I hold him tighter, not letting him go. “After, I went to the kitchen, and when I came back, he was messing with the smoke detector. I didn’t know.”
“Know what, Allie?” TJ says through clenched teeth.
“He’s been spying on me!” I rasp. “Cameras outside, in the smoke detectors, you name it.”
“The fucker was watching you without consent?”
His voice is eerily calm and steady, and I wonder if this is him in soldier mode.
I nod. “I caught him messing around with the smoke detector. I demanded to know what he was doing. He took me . . . oh, God, he took me upstairs. He’s got an apartment up there with monitors. TJ, who does something like that?”
TJ pets my hair, trying to comfort me. “Someone real fucked up, Allie-gator. Someone who doesn’t deserve you.”
He’s quiet for a moment, and when he speaks again, there’s guilt in his voice. “Allie, I knew he had an apartment upstairs. I followed him after dinner, saw him go in. I wasn’t sure what was going on, so I didn’t say anything. I couldn’t prove anything, and you didn’t seem open to hearing anything negative about him. I wasn’t sure whether you knew or not.”
I push away from him, pissed. “You knew?”
“I tried to tell you he was bad news!” he exclaims before forcing himself to lower his voice. “I tried to tell myself that it was just a place for the guards to stay on patrol. You know, a place someone could grab some Zs or something. Since they were following you, I figured they had to have a home base. But I didn’t think . . . this. Who the fuck is this guy, Allie? What are you messed up in?”
Even now, I defend him with my silence, keeping his secrets. I shake my head, not answering TJ’s questions.
“You know what? It doesn’t fucking matter. You are a grown-ass woman and you know what needs to happen. Say it.”
I know TJ’s looking for some big clarity moment where I denounce anything and everything Dominick and tell him that he was right all along.
But I’m not there yet.
If anything, therapy taught me that I can’t leapfrog ahead. I have to be right where I am, and that’s okay. I feel betrayed, angry, and hurt, yes.
But I also love him. And no matter what people like to claim, you can’t just turn off love. I would if I could, and I know I don’t have to act on it, but it’s there, still burning like embers, ridiculing my stupidity. But the pain itself serves as a lesson I won’t soon forget.
“Just help me,” I finally say. “I want this place bug-free.”
TJ nods, but I can see the disappointment in his eyes. I can almost see him telling himself . . . one step at a time. It used to be one bite at a time but though I’ve been eating healthy for years now, those urges, ugly and mean, still have roots in my psyche.

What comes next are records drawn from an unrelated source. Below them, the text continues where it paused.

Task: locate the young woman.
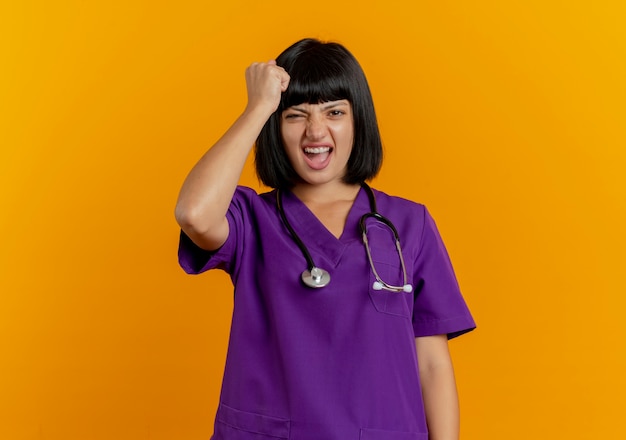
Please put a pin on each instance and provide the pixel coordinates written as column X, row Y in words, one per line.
column 338, row 332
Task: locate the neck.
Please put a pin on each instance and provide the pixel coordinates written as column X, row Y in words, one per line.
column 323, row 194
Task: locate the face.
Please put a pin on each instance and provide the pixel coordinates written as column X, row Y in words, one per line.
column 318, row 140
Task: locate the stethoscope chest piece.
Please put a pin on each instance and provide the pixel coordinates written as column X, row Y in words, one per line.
column 315, row 277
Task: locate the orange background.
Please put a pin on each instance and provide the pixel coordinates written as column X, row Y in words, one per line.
column 506, row 118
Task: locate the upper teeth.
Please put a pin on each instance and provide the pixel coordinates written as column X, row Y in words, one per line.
column 316, row 150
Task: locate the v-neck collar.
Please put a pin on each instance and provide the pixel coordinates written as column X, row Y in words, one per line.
column 313, row 232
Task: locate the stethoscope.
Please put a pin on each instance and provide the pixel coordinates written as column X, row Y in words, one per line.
column 317, row 277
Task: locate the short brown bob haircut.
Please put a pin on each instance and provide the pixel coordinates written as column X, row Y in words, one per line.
column 321, row 72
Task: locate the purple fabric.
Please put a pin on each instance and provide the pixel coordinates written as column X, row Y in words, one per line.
column 337, row 362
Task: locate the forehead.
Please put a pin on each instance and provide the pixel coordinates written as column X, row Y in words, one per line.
column 321, row 106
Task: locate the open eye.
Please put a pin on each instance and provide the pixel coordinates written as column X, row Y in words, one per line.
column 335, row 113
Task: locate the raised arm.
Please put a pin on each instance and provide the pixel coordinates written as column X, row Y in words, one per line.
column 209, row 187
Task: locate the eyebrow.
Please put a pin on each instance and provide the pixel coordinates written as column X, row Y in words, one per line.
column 328, row 106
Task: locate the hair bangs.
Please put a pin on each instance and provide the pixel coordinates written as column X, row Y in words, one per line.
column 315, row 83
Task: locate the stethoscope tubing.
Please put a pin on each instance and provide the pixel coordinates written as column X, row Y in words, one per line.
column 316, row 277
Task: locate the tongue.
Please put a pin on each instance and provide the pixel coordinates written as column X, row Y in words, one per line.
column 318, row 158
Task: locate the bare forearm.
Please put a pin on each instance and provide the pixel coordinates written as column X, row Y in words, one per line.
column 438, row 388
column 209, row 187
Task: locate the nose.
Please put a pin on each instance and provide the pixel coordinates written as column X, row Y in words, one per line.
column 315, row 128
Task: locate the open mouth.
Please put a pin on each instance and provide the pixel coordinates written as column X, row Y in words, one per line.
column 317, row 157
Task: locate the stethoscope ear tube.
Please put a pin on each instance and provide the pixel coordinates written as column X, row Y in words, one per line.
column 316, row 277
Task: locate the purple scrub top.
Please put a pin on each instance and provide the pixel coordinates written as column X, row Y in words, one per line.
column 339, row 362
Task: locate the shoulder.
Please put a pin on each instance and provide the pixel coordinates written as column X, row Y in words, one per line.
column 246, row 197
column 389, row 205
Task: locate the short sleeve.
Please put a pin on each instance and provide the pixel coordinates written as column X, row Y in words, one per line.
column 439, row 307
column 195, row 260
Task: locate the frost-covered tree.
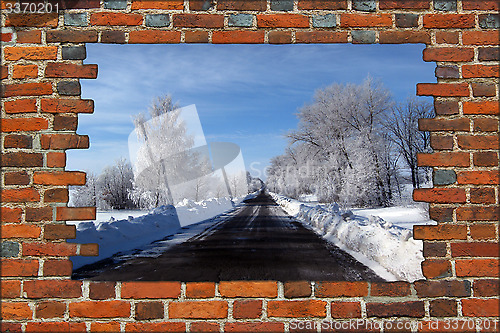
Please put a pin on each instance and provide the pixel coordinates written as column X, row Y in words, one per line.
column 115, row 183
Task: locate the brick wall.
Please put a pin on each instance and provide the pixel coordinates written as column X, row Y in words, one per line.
column 42, row 62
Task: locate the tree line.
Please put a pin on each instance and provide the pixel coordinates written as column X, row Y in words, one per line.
column 354, row 145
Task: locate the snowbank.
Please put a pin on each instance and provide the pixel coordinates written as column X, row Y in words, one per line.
column 388, row 249
column 121, row 235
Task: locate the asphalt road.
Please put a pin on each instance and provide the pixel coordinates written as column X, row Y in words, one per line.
column 261, row 242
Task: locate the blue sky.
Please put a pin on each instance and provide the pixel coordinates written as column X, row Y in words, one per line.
column 246, row 94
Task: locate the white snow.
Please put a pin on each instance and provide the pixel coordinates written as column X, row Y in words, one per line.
column 119, row 231
column 383, row 245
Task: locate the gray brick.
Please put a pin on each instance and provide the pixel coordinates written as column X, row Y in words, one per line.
column 445, row 5
column 157, row 20
column 9, row 249
column 363, row 37
column 75, row 19
column 74, row 52
column 115, row 4
column 406, row 20
column 69, row 88
column 489, row 21
column 282, row 5
column 364, row 5
column 240, row 20
column 444, row 177
column 324, row 21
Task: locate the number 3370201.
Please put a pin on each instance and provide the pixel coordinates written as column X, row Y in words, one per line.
column 31, row 8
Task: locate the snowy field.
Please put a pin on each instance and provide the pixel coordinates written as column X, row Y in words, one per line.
column 121, row 231
column 379, row 238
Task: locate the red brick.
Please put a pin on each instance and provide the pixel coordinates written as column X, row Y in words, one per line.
column 119, row 19
column 279, row 37
column 18, row 267
column 102, row 290
column 345, row 309
column 482, row 195
column 67, row 105
column 53, row 288
column 49, row 249
column 59, row 178
column 56, row 70
column 20, row 106
column 39, row 327
column 200, row 289
column 205, row 327
column 59, row 231
column 478, row 177
column 365, row 20
column 393, row 289
column 320, row 37
column 485, row 107
column 155, row 327
column 449, row 21
column 404, row 309
column 483, row 231
column 248, row 289
column 151, row 289
column 407, row 4
column 247, row 309
column 20, row 231
column 282, row 21
column 297, row 289
column 443, row 89
column 155, row 37
column 99, row 309
column 149, row 310
column 64, row 141
column 15, row 310
column 470, row 71
column 257, row 5
column 439, row 232
column 401, row 37
column 198, row 21
column 150, row 4
column 242, row 327
column 29, row 36
column 198, row 309
column 10, row 214
column 26, row 89
column 196, row 37
column 476, row 249
column 32, row 20
column 477, row 267
column 18, row 141
column 19, row 195
column 486, row 288
column 473, row 307
column 458, row 159
column 238, row 37
column 296, row 309
column 436, row 268
column 10, row 289
column 341, row 289
column 25, row 71
column 56, row 160
column 72, row 36
column 478, row 213
column 447, row 37
column 50, row 309
column 56, row 195
column 480, row 37
column 30, row 53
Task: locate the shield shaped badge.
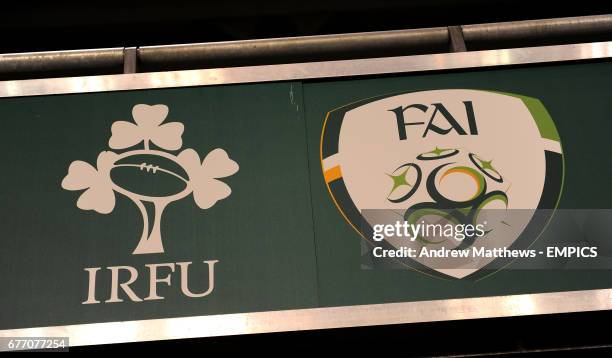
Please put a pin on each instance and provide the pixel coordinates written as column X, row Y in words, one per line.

The insecurities never really go away. I’ve just gotten better at shutting them up. But now they whisper to me. Stupid girl. Never good enough. You thought a man like that would want you. He just wanted to use you.
TJ takes my hand, likely knowing that my inner monologue has gone dark, but he’s a man of action.

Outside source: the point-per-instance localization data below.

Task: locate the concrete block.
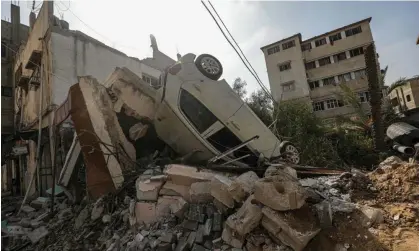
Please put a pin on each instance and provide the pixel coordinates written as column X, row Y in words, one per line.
column 200, row 192
column 38, row 234
column 232, row 238
column 246, row 218
column 291, row 228
column 179, row 207
column 145, row 212
column 243, row 186
column 325, row 214
column 219, row 190
column 171, row 189
column 163, row 207
column 186, row 175
column 372, row 216
column 148, row 190
column 280, row 195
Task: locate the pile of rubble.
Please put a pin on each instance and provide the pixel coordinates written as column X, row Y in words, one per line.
column 181, row 207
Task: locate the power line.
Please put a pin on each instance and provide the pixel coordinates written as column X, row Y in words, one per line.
column 228, row 31
column 225, row 36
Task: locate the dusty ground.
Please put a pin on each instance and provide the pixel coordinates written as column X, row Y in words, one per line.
column 397, row 194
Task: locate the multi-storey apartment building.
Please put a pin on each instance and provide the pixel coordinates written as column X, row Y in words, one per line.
column 312, row 69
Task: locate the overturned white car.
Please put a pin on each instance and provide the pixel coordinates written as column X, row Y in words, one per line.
column 194, row 112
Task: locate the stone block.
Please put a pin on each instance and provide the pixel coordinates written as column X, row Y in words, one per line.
column 243, row 186
column 145, row 212
column 372, row 216
column 38, row 234
column 280, row 195
column 325, row 214
column 171, row 189
column 293, row 228
column 219, row 190
column 231, row 238
column 200, row 192
column 148, row 190
column 246, row 218
column 186, row 175
column 179, row 207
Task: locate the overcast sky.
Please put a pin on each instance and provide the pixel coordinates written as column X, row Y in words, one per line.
column 185, row 26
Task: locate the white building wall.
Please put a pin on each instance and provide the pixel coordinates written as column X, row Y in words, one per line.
column 76, row 55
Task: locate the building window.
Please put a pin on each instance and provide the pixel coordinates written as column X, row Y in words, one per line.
column 408, row 98
column 288, row 44
column 273, row 50
column 356, row 52
column 324, row 61
column 196, row 112
column 353, row 31
column 360, row 74
column 284, row 67
column 329, row 81
column 6, row 91
column 310, row 65
column 339, row 57
column 335, row 37
column 318, row 106
column 333, row 103
column 287, row 87
column 3, row 50
column 305, row 47
column 314, row 84
column 345, row 77
column 364, row 97
column 320, row 42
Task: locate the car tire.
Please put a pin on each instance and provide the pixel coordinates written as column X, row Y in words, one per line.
column 290, row 153
column 210, row 66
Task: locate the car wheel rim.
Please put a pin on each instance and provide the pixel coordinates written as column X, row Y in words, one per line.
column 210, row 65
column 291, row 154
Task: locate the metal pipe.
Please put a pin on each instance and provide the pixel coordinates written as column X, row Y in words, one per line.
column 233, row 149
column 404, row 149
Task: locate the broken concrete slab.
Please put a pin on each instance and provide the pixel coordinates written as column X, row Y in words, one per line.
column 171, row 189
column 279, row 195
column 246, row 218
column 38, row 234
column 145, row 212
column 243, row 186
column 372, row 216
column 179, row 207
column 324, row 214
column 232, row 238
column 293, row 228
column 148, row 190
column 219, row 190
column 186, row 175
column 200, row 192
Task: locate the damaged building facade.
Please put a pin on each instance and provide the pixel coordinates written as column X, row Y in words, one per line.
column 45, row 69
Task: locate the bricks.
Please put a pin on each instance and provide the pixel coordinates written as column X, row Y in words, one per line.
column 169, row 188
column 200, row 192
column 186, row 175
column 231, row 238
column 243, row 186
column 279, row 195
column 148, row 190
column 219, row 190
column 292, row 228
column 145, row 212
column 246, row 218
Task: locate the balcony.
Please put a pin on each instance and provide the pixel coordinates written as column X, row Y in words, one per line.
column 34, row 60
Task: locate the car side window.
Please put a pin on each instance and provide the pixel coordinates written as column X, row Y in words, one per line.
column 196, row 112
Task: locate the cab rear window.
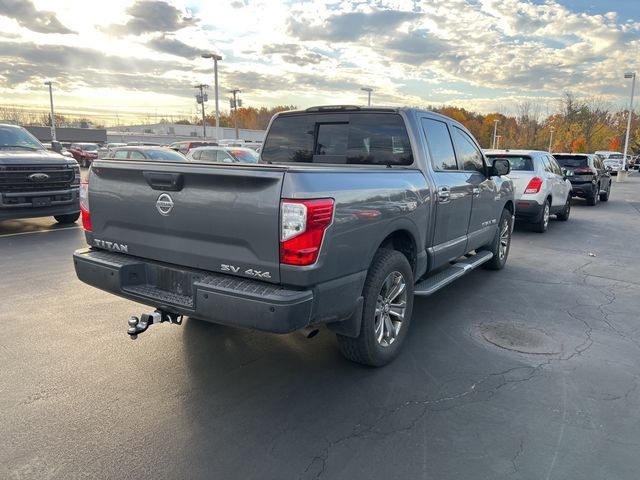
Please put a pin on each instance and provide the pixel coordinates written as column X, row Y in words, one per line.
column 329, row 138
column 572, row 161
column 518, row 162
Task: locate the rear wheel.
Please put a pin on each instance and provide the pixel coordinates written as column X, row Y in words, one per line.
column 563, row 216
column 605, row 196
column 541, row 225
column 386, row 312
column 501, row 243
column 71, row 218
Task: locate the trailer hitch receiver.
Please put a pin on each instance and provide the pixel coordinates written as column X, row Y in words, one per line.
column 139, row 325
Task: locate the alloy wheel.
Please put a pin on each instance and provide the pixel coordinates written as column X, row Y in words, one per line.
column 390, row 309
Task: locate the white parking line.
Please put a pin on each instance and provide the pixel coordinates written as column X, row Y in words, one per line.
column 40, row 231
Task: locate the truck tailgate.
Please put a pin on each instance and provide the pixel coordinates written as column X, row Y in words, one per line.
column 211, row 217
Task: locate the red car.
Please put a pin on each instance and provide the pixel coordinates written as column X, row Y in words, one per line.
column 84, row 153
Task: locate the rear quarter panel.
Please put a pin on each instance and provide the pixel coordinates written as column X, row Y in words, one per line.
column 370, row 204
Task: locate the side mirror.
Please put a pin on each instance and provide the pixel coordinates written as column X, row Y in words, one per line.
column 500, row 167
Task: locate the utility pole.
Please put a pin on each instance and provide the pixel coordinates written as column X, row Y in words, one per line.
column 53, row 115
column 201, row 98
column 235, row 103
column 368, row 90
column 622, row 174
column 216, row 58
column 495, row 131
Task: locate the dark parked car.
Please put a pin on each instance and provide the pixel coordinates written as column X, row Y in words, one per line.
column 257, row 246
column 145, row 153
column 35, row 182
column 84, row 153
column 589, row 177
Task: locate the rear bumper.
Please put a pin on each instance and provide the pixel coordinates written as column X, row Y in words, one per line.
column 528, row 210
column 205, row 295
column 585, row 189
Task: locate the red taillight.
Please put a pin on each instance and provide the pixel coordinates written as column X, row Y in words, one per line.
column 84, row 205
column 534, row 185
column 302, row 227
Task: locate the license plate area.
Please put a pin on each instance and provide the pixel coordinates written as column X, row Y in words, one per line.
column 41, row 202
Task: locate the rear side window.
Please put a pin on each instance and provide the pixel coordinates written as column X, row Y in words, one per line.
column 518, row 162
column 469, row 155
column 572, row 161
column 440, row 146
column 354, row 138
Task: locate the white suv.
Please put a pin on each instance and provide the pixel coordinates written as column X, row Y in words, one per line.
column 540, row 186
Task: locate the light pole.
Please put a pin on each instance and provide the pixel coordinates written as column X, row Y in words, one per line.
column 234, row 104
column 53, row 116
column 495, row 131
column 215, row 74
column 632, row 76
column 368, row 90
column 201, row 98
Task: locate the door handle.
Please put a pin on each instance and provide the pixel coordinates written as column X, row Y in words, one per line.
column 444, row 195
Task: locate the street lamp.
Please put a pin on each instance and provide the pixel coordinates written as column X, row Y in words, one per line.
column 632, row 76
column 495, row 131
column 53, row 117
column 215, row 57
column 368, row 90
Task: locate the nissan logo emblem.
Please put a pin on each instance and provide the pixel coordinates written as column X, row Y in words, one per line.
column 164, row 204
column 38, row 177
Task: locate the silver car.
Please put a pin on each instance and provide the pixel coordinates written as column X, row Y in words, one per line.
column 540, row 186
column 223, row 155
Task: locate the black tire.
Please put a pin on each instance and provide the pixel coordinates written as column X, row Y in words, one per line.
column 563, row 216
column 504, row 227
column 366, row 348
column 604, row 197
column 543, row 223
column 70, row 218
column 592, row 199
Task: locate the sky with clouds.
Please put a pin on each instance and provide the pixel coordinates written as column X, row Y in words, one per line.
column 143, row 56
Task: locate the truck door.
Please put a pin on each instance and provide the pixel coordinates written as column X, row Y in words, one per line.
column 453, row 194
column 486, row 208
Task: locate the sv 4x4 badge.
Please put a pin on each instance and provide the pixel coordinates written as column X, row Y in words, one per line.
column 251, row 272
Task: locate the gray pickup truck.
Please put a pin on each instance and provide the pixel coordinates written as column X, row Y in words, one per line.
column 349, row 214
column 35, row 182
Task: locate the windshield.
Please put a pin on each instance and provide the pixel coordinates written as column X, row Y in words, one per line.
column 518, row 162
column 18, row 138
column 168, row 155
column 572, row 161
column 246, row 156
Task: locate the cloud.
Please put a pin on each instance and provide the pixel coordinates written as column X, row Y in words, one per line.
column 349, row 27
column 27, row 16
column 151, row 16
column 293, row 53
column 173, row 46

He pulls me into my bedroom, and after a moment of taking the scene in, he snatches all the sheets off my bed and balls them up, carting them into the bathroom and coming back a moment later, a false smile on his face.
“Well, I made sure the hamper lid still works. The dust bunnies at the bottom are pissed though.”

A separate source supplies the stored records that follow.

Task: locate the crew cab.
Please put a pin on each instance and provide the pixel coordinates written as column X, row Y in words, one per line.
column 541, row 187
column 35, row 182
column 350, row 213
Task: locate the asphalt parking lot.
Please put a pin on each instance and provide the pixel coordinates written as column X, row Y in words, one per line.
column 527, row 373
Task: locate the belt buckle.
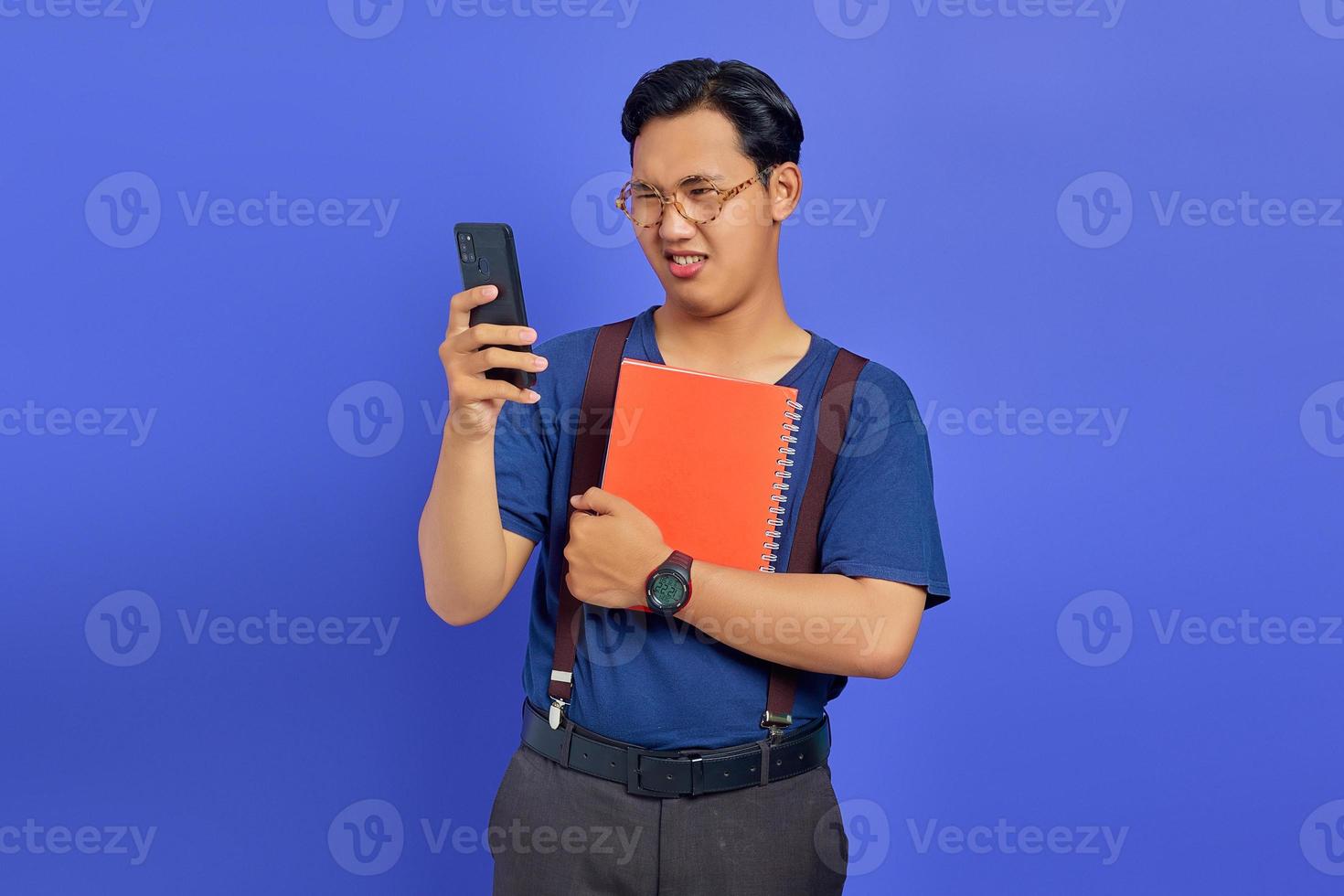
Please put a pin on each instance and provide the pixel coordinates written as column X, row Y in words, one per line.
column 632, row 776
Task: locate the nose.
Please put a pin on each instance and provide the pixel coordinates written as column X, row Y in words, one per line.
column 674, row 228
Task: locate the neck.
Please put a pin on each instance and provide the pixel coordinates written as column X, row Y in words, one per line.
column 755, row 338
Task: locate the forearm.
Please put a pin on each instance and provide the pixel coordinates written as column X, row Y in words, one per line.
column 818, row 623
column 461, row 538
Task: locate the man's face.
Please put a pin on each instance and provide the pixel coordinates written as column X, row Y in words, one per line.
column 738, row 246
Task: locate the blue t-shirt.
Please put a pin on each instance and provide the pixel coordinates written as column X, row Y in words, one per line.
column 661, row 683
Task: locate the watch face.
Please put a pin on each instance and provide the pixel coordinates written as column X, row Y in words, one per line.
column 667, row 590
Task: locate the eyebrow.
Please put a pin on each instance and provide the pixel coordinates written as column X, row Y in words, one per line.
column 694, row 174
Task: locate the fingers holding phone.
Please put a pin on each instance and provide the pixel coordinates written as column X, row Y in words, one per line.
column 471, row 351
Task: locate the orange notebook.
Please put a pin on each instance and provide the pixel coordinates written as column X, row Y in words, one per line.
column 707, row 457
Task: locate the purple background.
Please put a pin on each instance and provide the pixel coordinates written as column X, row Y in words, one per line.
column 976, row 278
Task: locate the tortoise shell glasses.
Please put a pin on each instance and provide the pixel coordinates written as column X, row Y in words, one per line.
column 697, row 197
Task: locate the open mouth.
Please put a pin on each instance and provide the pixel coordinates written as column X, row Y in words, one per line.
column 686, row 263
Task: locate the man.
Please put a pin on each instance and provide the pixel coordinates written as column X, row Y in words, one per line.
column 714, row 155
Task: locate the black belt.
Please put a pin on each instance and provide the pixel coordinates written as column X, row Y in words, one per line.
column 677, row 773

I smile wanly, and he climbs up on the stool I’d abandoned, already reaching for something in his back pocket. Pulling out a knife, he studies the cover for a moment before opening up the blade and using it as a screwdriver to take the whole thing down.
“It looks like . . . yeah, got it.”
TJ takes me with him, room to room, as he takes down each smoke detector so I can bear witness to each painful betrayal. An hour later, I have a box full of evidence of Dominick’s sick obsession.
TJ sets me on the couch and then goes through an exhaustive search of my apartment, looking for bugs and other cameras, though he admits he’s not an expert. It feels like a fresh violation all over again, even though I told him to do it. Seriously, having my brother go through my lingerie drawer to make sure there’s nothing we missed wasn’t cool.
He’s thorough though, not saying anything as he opens every cabinet, pulls out every drawer, lifts everything to see if there’s anything attached to wooden frames or in crevices. Finally, he brushes his hands off and puts the knife away.